Analysis of continuous longitudinal data with non-ignorable data.
Abstract
Missing responses are very common in longitudinal data. Much research has been going on, on ways to go around this complication in analysing such a data set. The approaches range from simple remedies like: analysing complete cases only, imputing the missing data, available case analysis and many others, to joint modelling of the measurement process and the missing mechanism. The work of Rubin(1976) on classifications of missing mechanisms contributed greatly to the development of researches on joint models, as missingness could now be classified as ignorable or non-ignorable.
There are at least three joint modelling approaches, three common forms which are differentiated by the factorisation of the full data density are: selection models, pattern mixture models and shared parameter models.
Missing data in longitudinal studies can be classified into two main categories, which are missing intermittently: which is when a subject has a missing value for one occasion or more but will at a later stage during the study period have observed values, and dropouts: this is when we have a monotone missing pattern that is if we have a missing value at a particular point in time, there after the subject continues to have missing values until the completion of the study. The focus of this research is on the latter. Simulation of the missing pattern was done to produce informative dropouts. The major aim of this research was to compare estimates from different modelling approaches, with the main focus being comparing joint models to complete case basing on how their estimates compared to the complete data model estimates. The first part of this research focuses on linear mixed modelling of a complete longitudinal data set. The extensive modelling process starts from exploration of the data to estimation of parameters forms the baseline of the second part of the research which is the joint modelling process.

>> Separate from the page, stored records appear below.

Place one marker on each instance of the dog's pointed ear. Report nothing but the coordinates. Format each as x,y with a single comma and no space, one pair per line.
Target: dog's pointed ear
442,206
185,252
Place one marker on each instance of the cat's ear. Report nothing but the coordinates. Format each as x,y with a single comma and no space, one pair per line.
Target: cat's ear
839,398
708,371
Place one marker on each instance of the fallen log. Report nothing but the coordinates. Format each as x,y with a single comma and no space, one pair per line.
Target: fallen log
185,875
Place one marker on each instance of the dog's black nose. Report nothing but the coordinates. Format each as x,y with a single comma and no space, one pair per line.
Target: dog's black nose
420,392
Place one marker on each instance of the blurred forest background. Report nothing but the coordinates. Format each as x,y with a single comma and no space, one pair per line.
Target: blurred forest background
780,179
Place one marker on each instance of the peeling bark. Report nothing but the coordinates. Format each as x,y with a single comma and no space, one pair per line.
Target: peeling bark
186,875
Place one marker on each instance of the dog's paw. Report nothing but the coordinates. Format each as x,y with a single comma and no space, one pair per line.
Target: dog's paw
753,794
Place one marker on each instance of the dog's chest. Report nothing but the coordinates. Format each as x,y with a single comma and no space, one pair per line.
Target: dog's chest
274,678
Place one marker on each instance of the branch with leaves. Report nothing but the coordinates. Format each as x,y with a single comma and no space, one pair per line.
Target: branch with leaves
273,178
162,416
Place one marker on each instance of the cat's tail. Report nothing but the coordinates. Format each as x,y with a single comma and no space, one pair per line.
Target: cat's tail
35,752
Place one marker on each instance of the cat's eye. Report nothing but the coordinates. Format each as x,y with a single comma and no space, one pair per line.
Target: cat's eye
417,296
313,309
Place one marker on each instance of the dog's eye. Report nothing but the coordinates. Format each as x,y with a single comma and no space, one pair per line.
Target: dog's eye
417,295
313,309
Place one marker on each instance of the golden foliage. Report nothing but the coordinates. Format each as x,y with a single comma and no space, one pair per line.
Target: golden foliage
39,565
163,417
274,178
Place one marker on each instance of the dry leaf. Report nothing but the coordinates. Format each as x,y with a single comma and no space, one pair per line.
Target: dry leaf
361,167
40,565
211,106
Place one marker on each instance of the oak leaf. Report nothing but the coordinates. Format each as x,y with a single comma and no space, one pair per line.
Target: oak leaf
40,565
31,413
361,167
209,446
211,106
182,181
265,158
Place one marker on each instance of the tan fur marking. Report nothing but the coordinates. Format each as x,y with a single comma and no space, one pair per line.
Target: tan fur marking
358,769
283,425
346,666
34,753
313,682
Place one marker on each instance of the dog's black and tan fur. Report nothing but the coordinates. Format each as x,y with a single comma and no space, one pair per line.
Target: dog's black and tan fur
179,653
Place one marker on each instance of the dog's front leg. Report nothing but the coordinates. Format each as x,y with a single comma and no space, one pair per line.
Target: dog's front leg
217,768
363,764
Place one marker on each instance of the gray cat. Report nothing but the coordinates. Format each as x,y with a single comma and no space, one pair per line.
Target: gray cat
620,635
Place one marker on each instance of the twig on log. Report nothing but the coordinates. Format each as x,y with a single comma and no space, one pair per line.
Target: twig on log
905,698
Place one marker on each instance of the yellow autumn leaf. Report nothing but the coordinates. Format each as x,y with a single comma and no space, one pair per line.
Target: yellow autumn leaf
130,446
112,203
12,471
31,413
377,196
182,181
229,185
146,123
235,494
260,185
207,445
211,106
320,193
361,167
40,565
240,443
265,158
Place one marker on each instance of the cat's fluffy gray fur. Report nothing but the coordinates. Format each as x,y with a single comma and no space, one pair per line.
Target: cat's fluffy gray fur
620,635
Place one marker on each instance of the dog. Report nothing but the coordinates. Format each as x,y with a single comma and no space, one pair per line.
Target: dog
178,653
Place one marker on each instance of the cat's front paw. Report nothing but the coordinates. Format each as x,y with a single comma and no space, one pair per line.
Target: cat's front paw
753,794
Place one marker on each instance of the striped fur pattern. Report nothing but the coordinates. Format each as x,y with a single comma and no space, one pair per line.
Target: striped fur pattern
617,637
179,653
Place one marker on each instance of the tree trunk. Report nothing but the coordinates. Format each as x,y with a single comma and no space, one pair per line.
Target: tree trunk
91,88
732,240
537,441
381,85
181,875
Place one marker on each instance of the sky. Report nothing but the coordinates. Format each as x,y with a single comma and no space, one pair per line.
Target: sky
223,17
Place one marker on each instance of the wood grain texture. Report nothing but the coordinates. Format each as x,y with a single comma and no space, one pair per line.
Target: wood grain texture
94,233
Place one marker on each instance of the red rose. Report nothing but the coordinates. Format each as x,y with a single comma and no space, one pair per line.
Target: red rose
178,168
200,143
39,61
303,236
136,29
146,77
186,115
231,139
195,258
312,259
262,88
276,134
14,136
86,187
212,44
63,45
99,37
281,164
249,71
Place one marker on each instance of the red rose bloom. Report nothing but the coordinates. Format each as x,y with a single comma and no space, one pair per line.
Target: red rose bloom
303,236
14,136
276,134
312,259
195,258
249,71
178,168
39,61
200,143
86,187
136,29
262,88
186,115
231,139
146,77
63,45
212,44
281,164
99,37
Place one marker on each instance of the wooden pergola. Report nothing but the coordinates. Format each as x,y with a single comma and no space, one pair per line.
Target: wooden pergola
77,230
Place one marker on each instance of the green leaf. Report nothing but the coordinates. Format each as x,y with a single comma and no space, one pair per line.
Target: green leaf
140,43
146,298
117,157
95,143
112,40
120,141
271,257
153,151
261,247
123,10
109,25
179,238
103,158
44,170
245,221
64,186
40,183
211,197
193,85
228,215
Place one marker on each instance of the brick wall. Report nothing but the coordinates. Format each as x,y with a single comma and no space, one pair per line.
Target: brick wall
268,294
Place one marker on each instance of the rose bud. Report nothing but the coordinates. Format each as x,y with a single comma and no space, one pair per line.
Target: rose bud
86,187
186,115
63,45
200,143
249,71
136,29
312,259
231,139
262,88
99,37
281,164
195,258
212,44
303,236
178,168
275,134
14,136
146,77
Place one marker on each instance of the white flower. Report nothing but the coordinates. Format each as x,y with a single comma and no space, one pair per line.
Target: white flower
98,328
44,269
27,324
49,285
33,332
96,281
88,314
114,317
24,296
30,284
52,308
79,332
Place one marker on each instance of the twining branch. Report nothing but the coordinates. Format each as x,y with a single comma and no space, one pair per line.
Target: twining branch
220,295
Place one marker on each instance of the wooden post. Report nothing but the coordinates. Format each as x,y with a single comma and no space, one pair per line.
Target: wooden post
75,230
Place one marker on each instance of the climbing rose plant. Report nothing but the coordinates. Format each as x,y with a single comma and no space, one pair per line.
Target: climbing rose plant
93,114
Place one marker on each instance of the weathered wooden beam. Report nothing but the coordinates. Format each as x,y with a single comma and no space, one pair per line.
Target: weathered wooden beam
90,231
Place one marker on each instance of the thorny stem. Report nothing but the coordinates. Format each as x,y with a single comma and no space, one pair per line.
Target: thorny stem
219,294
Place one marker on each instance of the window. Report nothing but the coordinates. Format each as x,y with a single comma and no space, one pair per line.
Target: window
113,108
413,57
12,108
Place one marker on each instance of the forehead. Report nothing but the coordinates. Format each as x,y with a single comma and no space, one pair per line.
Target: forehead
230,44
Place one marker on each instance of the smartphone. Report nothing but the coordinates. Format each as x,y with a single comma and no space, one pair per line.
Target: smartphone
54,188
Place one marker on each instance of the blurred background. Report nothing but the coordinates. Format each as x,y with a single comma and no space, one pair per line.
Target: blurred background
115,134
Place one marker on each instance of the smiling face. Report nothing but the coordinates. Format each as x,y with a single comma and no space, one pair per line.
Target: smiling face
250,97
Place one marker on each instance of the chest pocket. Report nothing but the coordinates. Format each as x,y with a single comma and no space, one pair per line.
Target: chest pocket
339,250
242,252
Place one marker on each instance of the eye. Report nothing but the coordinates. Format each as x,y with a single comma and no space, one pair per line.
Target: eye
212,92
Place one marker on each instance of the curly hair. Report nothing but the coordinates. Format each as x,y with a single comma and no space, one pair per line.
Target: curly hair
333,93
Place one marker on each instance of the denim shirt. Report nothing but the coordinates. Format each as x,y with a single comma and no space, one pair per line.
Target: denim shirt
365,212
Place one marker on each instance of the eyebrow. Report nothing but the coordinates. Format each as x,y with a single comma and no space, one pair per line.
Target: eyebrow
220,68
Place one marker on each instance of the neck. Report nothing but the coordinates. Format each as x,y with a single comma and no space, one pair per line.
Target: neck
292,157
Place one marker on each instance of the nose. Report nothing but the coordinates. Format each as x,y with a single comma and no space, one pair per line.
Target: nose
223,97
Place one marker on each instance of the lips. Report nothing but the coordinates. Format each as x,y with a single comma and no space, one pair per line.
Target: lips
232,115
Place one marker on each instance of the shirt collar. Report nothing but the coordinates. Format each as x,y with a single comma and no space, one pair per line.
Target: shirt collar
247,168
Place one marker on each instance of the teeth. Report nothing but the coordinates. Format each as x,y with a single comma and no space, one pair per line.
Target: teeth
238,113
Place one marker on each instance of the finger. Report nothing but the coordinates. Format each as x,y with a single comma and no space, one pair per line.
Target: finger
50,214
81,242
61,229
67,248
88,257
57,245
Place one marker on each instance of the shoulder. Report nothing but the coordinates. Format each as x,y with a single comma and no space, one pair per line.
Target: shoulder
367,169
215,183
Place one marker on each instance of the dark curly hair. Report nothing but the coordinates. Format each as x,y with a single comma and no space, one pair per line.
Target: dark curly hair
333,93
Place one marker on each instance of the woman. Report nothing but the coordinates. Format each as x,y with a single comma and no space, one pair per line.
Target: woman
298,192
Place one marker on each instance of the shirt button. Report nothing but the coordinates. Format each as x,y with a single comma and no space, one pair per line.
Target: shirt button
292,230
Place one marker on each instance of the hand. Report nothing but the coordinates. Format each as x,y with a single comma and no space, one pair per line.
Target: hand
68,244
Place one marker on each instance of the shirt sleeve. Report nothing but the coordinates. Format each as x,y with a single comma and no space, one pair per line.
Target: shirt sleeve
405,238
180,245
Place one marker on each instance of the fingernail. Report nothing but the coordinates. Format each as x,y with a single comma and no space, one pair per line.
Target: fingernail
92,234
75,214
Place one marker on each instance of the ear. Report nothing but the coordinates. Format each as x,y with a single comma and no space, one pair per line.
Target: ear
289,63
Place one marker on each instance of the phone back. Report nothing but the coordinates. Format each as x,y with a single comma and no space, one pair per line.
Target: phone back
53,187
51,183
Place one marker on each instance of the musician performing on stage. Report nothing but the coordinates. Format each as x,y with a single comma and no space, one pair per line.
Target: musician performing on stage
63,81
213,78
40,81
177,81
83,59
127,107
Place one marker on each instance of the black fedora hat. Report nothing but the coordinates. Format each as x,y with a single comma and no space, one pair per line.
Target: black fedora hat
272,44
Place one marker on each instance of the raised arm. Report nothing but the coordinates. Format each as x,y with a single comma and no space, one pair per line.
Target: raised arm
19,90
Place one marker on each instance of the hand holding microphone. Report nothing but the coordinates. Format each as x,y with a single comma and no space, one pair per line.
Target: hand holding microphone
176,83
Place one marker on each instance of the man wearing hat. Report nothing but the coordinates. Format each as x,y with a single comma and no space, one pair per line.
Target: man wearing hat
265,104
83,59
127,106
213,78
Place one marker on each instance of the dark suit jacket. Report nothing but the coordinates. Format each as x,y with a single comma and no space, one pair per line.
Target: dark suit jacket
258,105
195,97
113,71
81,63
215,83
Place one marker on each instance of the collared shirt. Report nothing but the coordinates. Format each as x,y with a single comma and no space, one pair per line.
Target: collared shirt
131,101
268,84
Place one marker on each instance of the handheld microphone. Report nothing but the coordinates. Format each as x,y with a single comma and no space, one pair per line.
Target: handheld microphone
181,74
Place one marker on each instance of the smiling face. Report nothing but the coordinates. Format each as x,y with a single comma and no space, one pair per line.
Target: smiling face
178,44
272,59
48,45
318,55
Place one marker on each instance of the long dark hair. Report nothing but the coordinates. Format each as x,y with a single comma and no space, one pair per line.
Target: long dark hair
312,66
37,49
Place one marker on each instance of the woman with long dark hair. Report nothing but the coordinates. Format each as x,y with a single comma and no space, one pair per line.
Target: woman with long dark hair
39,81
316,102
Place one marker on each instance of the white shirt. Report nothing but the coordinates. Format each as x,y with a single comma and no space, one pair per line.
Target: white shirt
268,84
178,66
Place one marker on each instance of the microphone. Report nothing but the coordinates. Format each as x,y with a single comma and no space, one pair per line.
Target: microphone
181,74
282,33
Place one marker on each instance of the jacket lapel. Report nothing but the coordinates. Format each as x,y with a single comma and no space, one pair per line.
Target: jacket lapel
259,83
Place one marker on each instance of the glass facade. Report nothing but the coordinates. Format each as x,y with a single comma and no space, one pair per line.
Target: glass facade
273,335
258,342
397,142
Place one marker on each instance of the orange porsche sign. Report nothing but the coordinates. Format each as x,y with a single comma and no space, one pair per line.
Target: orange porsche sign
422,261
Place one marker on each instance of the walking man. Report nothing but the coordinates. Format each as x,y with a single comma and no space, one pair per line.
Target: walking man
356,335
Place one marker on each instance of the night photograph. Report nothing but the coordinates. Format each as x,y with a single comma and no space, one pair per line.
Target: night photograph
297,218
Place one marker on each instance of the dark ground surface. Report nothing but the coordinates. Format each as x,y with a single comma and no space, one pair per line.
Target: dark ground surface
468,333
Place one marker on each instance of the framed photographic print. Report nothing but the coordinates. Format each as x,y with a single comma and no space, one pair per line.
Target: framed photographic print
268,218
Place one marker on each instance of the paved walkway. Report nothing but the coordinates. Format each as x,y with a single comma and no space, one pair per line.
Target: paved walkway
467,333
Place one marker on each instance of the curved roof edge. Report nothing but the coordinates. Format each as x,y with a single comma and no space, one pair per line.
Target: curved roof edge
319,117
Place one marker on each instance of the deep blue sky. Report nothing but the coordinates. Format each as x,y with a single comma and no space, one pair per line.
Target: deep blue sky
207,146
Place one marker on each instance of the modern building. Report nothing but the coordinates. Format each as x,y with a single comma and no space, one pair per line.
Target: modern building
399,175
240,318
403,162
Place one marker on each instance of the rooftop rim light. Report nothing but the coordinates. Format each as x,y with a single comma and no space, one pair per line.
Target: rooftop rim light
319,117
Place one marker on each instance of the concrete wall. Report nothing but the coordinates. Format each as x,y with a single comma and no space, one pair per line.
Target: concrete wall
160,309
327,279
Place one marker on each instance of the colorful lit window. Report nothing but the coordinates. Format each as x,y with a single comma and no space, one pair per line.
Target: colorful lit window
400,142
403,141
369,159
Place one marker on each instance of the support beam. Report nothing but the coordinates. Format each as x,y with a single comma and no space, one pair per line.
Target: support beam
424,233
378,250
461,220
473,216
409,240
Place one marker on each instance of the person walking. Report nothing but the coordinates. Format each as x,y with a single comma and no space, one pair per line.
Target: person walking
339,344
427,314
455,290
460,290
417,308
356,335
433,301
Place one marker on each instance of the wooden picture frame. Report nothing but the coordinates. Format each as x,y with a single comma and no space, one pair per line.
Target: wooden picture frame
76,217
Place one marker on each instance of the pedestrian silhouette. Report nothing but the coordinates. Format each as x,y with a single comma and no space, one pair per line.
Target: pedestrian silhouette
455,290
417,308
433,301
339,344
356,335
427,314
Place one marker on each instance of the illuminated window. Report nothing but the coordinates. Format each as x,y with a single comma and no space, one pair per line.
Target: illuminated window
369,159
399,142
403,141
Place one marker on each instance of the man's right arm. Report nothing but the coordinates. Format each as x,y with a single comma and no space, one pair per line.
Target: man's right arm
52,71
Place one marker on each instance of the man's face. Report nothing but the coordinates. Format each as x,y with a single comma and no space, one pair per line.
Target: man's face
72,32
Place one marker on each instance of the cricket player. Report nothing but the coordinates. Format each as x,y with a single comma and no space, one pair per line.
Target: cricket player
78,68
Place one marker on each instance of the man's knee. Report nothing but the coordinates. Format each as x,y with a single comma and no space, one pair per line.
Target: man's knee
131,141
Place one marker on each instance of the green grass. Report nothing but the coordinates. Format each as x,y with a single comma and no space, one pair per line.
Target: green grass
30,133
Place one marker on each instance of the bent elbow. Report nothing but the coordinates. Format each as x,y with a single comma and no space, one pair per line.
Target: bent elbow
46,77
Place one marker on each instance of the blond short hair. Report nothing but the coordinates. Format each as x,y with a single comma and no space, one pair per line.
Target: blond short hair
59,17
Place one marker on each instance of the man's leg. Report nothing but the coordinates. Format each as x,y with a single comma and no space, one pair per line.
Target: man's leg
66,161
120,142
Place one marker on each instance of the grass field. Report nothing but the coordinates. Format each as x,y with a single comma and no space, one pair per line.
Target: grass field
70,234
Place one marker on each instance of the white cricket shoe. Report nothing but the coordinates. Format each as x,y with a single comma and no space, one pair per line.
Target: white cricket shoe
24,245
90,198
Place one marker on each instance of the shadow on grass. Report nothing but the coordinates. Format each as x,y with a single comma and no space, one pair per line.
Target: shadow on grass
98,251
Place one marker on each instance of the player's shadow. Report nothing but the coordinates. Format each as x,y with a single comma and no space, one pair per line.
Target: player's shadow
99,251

The E-M algorithm (Dempster at al (1977) formed the backbone of the likelihood estimation under these approaches and at times convergence would not be reached or would be slow, and the in such cases the modified forms like the stochastic E-M
algorithm would be used.
The complete case estimates were very close to the complete data estimates. However it is difficult for this researcher to conclude that complete case analysis performs better than the other models. This researcher feels one could reach to a solid conclusion after considering different proportions of dropouts and also different patterns in which the dropouts are distributed throughout the study period.